Quando nel 1980 Garzanti pubblica Il tredicesimo invitato di Fernanda Romagnoli, il nome della poetessa non è noto a gran parte del pubblico, anche specialistico. Eppure, la silloge ha in sé un vigore espressivo che non teme confronti con la lirica coeva. Basta dare uno sguardo ai primi versi della poesia eponima: “Grazie – ma qui che aspetto? / Io qui non mi trovo. Io fra voi / sto come il tredicesimo invitato, / per cui viene aggiunto un panchetto / e mangia nel piatto scompagnato. / E fra tutti che parlano – lui ascolta. / Fra tante risa – cerca di sorridere […]”. Attilio Bertolucci si accorge della ferita oscura racchiusa in quel libro lancinante e indica la Romagnoli – in un’intervista del ’91, ovvero cinque anni dopo la sua morte – come autrice “di sicuro valore” assieme ad Amelia Rosselli e Alda Merini. L’ampia antologia La folle tentazione dell’eterno, uscita per il coraggioso editore Interno Poesia, tenta di colmare una lacuna nella sistemazione storica della letteratura italiana del dopoguerra, spesso ingolfata nel rigido canone della neoavanguardia. Paolo Lagazzi – curatore del collected assieme a Caterina Raganella (figlia della poetessa) –, che non reputa la Romagnoli, classe 1916, inferiore a mostri sacri come Dickinson, Szymborska, Bishop, Plath e Pizarnik, si domanda con un certo ardore nel saggio introduttivo, In sangue e in fuoco: le vertigini dell’anima: “Dove mai, quando mai altri poeti moderni avevano, in Italia e non solo, toccato simili, sfolgoranti altezze visionarie e mistiche o erano sprofondati in tali abissi di verità creaturale, di strazio umano, di estatica povertà?”.

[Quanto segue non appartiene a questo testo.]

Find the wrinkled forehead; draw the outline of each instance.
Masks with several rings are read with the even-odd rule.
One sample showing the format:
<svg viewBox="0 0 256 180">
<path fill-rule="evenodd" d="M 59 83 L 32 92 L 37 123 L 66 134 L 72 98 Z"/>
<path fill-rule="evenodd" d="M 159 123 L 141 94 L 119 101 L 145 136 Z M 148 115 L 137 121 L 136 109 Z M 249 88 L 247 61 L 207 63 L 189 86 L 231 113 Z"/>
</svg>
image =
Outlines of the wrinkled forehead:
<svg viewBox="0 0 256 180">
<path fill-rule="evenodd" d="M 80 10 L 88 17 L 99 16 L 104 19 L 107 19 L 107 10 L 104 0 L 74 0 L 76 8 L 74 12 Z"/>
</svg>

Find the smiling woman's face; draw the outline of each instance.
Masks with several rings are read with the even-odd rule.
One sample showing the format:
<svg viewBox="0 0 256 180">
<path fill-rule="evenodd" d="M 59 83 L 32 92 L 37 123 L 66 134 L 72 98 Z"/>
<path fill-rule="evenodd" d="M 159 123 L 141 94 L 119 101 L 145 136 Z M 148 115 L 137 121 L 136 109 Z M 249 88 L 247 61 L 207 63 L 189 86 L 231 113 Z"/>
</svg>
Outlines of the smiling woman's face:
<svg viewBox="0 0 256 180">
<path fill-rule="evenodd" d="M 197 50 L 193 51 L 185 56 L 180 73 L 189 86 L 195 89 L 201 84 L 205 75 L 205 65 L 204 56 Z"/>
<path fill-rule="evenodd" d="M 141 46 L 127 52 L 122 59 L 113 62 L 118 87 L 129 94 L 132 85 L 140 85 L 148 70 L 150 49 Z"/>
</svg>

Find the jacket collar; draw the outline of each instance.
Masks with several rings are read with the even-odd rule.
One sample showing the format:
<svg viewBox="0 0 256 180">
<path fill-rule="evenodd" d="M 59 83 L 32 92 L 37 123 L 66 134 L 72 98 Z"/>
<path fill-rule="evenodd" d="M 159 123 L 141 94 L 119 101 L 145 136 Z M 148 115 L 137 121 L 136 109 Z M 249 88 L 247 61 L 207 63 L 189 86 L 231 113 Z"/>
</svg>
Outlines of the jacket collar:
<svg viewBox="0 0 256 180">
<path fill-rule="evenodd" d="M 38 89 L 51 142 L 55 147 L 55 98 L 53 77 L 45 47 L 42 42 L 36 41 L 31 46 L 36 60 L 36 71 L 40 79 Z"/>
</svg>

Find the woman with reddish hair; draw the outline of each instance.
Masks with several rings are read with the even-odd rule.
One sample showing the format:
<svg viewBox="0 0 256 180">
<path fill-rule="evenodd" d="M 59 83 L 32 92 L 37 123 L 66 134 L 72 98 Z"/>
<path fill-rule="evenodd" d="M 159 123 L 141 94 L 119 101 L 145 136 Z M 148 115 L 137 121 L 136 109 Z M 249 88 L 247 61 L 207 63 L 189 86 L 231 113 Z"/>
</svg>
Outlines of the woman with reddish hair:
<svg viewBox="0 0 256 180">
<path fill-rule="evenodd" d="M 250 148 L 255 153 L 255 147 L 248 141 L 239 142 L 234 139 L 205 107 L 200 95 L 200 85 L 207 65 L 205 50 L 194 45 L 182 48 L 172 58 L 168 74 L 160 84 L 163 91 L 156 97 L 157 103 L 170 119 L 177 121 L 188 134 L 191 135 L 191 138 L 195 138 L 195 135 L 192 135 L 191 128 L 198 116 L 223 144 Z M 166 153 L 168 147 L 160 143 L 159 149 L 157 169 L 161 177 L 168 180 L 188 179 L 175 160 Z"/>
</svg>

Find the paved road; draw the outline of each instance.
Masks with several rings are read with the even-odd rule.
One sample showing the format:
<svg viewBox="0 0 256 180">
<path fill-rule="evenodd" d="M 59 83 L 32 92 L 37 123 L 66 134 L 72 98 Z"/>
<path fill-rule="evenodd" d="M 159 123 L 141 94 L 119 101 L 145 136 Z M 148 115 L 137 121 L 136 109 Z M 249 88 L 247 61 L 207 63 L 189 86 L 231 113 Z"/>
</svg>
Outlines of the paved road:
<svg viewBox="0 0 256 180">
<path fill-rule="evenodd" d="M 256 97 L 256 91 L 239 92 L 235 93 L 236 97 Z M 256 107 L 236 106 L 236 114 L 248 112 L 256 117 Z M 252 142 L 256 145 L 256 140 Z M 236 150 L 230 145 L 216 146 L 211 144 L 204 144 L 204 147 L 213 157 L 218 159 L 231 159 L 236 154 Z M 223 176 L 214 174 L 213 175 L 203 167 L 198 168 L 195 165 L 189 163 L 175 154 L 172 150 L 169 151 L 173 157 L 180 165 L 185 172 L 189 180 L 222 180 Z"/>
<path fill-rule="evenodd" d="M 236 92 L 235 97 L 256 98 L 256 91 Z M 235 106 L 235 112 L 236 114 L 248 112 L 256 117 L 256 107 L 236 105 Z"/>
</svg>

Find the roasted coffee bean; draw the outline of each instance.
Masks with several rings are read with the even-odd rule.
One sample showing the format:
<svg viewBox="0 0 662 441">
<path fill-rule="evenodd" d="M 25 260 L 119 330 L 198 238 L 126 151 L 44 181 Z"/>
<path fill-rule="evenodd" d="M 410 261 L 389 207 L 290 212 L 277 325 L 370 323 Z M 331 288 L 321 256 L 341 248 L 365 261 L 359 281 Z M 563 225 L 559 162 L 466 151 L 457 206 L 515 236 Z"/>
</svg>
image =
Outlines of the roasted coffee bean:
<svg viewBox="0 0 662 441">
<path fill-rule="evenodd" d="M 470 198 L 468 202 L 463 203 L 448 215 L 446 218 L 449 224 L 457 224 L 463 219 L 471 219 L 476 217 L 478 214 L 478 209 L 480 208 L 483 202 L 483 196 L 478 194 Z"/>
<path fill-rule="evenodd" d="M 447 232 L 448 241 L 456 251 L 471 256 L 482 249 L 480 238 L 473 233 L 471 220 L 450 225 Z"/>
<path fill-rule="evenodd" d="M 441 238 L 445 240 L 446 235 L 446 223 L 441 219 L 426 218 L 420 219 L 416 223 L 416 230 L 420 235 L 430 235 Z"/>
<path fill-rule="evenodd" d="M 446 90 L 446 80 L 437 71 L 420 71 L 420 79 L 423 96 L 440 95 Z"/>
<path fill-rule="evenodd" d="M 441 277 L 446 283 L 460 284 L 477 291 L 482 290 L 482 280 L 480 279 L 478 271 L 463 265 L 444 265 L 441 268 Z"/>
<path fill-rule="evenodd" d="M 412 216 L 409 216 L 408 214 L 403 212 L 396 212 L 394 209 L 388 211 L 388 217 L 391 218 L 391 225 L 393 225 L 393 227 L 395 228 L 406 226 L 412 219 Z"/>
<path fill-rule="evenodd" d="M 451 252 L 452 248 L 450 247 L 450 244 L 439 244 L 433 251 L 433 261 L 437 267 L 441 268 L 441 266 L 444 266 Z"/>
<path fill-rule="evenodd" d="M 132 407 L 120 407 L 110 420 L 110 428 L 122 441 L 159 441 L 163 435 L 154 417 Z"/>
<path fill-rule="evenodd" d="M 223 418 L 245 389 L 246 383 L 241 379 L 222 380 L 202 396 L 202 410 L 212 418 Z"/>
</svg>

Se è vero che il realismo creaturale e la povertà epistemologica francescana ci riportano a influenze betocchiane (Betocchi fu peraltro ammiratore di Fernanda, così come lo fu Sereni), la natura intimamente sapienziale di Capriccio (1943), Berretto rosso (1965), Confiteor (1973) e del postumo Mar Rosso (1997) testimonia una voce del tutto sganciata da referenti analogici, un dettato pienamente compiuto nel suo “esilio metafisico”. Esemplare a questo proposito è la prima strofa di Libertà, testo fra i più densi sempre de Il tredicesimo invitato: “Fu pura diserzione. / Silenziosa vedetta mi scortava / all’estuario del tempo. / Lo spazio si sfilava dai miei piedi, / mal cucito sudario. / Non v’era qui altro metro che l’eterno. / Non v’era riva fuor che lo splendore. / Mia minuscola lampada – arsa viva! […]”. Il raggio di tale splendore dell’imperituro è tutto asserragliato, come osserva ancora Lagazzi, in “quella luce che si annida tra le ferite e le umiliazioni delle creature, quella luce che è il dono umile e sublime di Cristo”. La presenza del Cristo è filtrata dal Vangelo di Luca, dall’Apocalisse, da Ildegarda di Bingen e da Tommaso d’Aquino: lo attesta Quando, lirica paradigmatica di Berretto rosso: “[…] Quando il mio Dio m’assedia / da un’aurora qualunque, / al mio povero corpo imponendo / il suo innesto divino / la folle tentazione dell’eterno: // ed io, abbagliata, più non mi difendo / – confitta dal limo terrestre / come uno spino –”.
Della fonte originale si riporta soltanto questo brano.